Step 2: Subtract equations (1) and (3).

\[ (a+b+c) - (a+c) = \frac{1}{15} - \frac{1}{30} \] \[ b = \frac{1}{30} \]

Step 3: Find values of (a+c) and (a+b).

From (3): \[ a+c = \frac{1}{30} \] From (1): \[ a+b+c = \frac{1}{15} \] Substitute \(b=\frac{1}{30}\): \[ a+c + \frac{1}{30} = \frac{1}{15} \] \[ a+c = \frac{1}{30} \quad \text{(consistent with (3))} \]

Step 4: Find d.

From (2): \[ a+b+d = \frac{1}{20} \] Substitute \(b=\frac{1}{30}\): \[ a+d = \frac{1}{20} - \frac{1}{30} = \frac{1}{60} \]

Step 5: Find total work rate when all pipes are open.

\[ a+b+c+d = (a+c) + (b) + (d) \] We know: \[ a+c = \frac{1}{30}, \quad b=\frac{1}{30}, \quad a+d=\frac{1}{60} \] So: \[ a+b+c+d = \frac{1}{30} + \frac{1}{30} + \frac{1}{60} \] \[ = \frac{2}{30} + \frac{1}{60} = \frac{4}{60} + \frac{1}{60} = \frac{5}{60} = \frac{1}{12} \]

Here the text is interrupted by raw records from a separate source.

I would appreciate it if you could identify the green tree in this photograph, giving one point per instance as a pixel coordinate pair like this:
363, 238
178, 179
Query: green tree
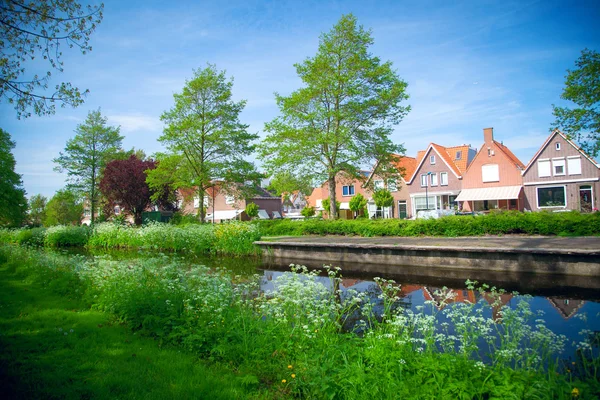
358, 203
308, 212
343, 116
64, 208
205, 138
37, 209
94, 145
582, 87
252, 210
13, 204
33, 30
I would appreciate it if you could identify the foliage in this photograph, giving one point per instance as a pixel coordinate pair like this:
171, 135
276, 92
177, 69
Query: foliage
343, 116
37, 209
66, 236
383, 198
308, 212
501, 223
582, 87
86, 155
307, 339
64, 208
252, 210
13, 204
124, 183
206, 140
31, 30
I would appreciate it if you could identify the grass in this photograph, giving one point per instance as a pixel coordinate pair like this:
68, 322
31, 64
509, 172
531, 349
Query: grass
156, 328
54, 346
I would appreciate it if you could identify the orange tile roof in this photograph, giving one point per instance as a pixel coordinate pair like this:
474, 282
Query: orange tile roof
510, 155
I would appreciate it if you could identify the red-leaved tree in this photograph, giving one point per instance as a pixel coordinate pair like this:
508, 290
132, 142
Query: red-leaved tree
124, 183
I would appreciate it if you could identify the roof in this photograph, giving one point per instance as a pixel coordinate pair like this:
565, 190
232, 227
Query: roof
493, 193
554, 133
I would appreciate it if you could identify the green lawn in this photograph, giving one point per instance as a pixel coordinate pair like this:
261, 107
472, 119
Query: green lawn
53, 346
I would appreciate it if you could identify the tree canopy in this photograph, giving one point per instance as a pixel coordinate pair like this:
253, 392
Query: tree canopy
582, 87
85, 156
343, 116
13, 204
64, 208
34, 33
205, 138
124, 183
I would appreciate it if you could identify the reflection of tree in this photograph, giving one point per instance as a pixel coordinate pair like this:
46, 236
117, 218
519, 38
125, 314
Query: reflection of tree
566, 307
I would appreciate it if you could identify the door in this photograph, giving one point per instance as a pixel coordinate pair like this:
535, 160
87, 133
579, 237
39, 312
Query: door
585, 198
402, 213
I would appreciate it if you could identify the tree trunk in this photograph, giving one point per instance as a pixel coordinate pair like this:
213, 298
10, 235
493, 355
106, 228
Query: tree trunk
332, 205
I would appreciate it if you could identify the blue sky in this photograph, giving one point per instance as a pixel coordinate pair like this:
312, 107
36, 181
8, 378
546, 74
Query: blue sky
469, 65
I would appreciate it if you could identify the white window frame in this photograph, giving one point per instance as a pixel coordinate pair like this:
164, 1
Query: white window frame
443, 182
537, 196
433, 179
570, 165
545, 161
559, 162
492, 168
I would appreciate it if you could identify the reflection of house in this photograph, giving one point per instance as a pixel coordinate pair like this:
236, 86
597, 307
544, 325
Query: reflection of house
560, 176
222, 206
437, 178
566, 307
493, 179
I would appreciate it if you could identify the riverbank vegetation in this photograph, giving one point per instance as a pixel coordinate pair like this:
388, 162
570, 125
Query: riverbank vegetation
497, 223
303, 340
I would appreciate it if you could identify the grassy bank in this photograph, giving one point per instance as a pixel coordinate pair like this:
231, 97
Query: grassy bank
301, 341
234, 239
496, 223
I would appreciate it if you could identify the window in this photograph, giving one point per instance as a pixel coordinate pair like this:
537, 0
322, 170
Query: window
433, 179
574, 165
543, 168
558, 167
490, 173
444, 179
551, 197
392, 186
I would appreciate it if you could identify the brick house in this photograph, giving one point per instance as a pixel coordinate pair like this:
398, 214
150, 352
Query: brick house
437, 177
561, 176
493, 179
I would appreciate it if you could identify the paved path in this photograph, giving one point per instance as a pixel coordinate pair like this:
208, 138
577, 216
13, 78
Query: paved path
485, 242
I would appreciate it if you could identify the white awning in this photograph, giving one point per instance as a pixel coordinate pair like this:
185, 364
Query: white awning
262, 214
494, 193
223, 215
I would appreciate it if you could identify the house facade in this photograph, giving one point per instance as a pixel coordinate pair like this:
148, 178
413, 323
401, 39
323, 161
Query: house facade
493, 179
437, 178
561, 176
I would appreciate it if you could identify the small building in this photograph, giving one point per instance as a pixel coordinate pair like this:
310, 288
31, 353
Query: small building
560, 177
437, 178
493, 179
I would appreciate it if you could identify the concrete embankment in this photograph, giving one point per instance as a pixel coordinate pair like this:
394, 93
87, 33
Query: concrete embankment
577, 256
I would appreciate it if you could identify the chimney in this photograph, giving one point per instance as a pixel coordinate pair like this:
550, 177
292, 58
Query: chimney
488, 135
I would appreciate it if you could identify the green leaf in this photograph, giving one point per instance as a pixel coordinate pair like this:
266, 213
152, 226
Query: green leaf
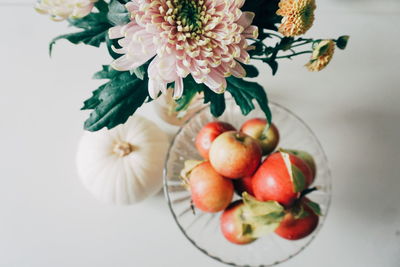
115, 101
118, 14
217, 102
260, 208
299, 180
251, 71
273, 65
245, 92
342, 41
190, 91
314, 207
260, 218
299, 212
101, 6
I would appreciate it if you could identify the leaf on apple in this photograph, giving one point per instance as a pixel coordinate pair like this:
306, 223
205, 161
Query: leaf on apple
299, 212
189, 166
314, 207
258, 208
260, 218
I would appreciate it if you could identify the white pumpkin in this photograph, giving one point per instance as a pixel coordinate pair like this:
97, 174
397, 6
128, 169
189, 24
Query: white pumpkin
123, 165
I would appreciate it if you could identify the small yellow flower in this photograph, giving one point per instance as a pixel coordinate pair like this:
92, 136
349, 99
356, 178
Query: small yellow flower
298, 16
321, 56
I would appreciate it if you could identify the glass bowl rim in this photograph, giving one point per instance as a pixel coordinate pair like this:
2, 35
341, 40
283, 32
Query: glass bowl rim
165, 186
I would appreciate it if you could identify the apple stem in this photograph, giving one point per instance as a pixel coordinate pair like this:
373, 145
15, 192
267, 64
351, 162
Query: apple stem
192, 207
308, 191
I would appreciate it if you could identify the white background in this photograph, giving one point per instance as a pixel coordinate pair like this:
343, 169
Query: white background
47, 218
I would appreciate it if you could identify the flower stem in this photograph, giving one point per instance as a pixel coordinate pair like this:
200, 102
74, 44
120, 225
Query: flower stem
294, 54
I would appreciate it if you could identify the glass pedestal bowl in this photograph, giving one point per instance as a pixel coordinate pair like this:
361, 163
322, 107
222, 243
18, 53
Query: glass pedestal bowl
203, 229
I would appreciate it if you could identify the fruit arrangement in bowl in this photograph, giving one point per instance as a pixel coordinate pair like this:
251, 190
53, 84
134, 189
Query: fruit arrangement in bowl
241, 198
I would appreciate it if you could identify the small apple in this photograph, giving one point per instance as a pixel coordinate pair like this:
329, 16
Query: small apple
211, 192
307, 159
232, 224
281, 177
235, 154
268, 139
244, 184
208, 133
293, 228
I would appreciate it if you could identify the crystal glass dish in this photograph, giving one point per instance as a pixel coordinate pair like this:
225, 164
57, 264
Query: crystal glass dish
203, 229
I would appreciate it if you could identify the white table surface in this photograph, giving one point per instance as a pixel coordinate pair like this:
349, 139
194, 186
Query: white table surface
48, 219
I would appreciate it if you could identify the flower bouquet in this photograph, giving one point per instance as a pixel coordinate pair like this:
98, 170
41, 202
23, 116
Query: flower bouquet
193, 47
202, 50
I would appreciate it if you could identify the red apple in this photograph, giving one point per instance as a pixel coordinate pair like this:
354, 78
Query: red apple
211, 192
307, 158
273, 181
208, 134
235, 154
244, 184
293, 228
231, 224
256, 128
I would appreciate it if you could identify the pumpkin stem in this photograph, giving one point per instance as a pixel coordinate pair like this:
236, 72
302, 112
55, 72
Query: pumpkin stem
122, 149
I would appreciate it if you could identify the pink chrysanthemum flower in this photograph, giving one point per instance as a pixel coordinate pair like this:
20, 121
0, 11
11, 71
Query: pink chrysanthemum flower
204, 38
62, 9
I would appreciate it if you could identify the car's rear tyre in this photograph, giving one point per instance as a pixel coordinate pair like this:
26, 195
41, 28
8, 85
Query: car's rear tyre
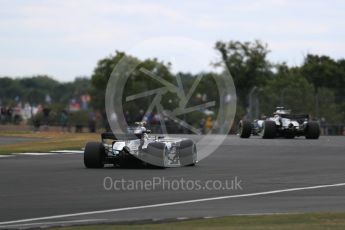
94, 155
245, 129
269, 130
156, 152
187, 153
312, 130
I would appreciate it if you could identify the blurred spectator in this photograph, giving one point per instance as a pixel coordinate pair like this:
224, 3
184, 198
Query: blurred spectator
46, 112
3, 115
64, 119
9, 113
208, 124
92, 122
202, 126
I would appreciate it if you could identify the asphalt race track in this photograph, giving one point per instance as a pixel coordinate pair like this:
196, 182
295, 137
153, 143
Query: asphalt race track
276, 176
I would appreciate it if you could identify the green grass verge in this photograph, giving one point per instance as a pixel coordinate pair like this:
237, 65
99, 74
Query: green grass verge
51, 141
315, 221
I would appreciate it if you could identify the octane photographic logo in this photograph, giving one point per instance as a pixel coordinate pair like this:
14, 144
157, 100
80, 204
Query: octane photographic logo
200, 107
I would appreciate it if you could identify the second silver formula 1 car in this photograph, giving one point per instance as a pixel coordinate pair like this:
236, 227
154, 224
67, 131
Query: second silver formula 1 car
281, 124
138, 147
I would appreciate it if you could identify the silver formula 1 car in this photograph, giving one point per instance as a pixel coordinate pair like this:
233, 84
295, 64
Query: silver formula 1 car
281, 124
137, 147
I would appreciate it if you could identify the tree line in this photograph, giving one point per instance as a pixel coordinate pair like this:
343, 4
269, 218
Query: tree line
316, 86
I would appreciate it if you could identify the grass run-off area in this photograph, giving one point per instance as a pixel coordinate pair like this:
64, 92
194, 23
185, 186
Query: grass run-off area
315, 221
47, 141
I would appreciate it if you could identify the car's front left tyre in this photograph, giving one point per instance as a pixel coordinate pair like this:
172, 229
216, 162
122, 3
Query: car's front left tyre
94, 155
312, 130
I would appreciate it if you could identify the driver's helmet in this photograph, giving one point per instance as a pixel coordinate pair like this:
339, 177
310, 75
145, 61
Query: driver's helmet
281, 110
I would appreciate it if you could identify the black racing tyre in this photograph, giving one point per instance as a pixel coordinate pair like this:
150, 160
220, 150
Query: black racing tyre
187, 153
312, 130
156, 154
245, 129
94, 155
269, 130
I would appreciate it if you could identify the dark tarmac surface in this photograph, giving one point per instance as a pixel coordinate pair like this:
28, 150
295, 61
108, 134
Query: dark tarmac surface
15, 140
45, 186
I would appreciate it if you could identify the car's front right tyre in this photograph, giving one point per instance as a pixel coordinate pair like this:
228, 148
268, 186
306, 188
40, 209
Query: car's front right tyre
245, 129
269, 130
94, 155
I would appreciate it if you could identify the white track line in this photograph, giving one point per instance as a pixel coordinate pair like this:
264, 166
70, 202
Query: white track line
53, 223
174, 203
67, 151
34, 154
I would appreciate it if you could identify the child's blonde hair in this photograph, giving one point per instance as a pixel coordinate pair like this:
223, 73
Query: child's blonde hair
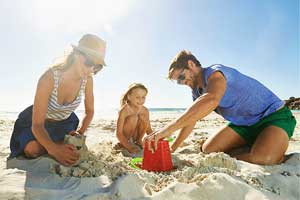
124, 98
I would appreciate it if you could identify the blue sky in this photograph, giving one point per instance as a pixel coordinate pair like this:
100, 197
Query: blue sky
260, 38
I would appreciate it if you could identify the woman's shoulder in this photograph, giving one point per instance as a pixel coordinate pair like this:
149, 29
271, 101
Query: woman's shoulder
47, 76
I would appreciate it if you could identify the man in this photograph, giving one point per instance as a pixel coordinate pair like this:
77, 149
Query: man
257, 117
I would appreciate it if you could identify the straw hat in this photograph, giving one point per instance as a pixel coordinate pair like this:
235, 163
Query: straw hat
93, 46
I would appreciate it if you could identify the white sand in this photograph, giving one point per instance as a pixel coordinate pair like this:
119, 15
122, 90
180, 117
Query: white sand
198, 176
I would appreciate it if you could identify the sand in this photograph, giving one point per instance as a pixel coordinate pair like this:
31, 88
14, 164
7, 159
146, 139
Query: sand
106, 174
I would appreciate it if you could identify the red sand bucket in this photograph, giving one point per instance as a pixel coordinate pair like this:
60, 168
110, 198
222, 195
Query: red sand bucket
160, 160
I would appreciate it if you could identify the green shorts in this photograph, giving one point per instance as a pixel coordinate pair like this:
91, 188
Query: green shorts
281, 118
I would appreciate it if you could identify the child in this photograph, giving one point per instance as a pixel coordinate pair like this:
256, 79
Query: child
133, 120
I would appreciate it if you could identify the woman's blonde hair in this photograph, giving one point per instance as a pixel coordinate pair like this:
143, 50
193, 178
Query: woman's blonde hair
64, 62
124, 98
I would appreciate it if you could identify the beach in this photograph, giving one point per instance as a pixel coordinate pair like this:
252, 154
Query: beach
109, 175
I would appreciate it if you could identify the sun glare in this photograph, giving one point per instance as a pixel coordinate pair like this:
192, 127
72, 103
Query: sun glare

Step 6: Calculate total time.

If rate = \(\frac{1}{12}\), then time = 12 minutes. But careful: we must check options (in minutes and seconds). \[ 12 \, \text{minutes} = 12 \, \text{min 0 sec} \]

Final Answer:

\[ \boxed{12 \, \text{minutes}} \]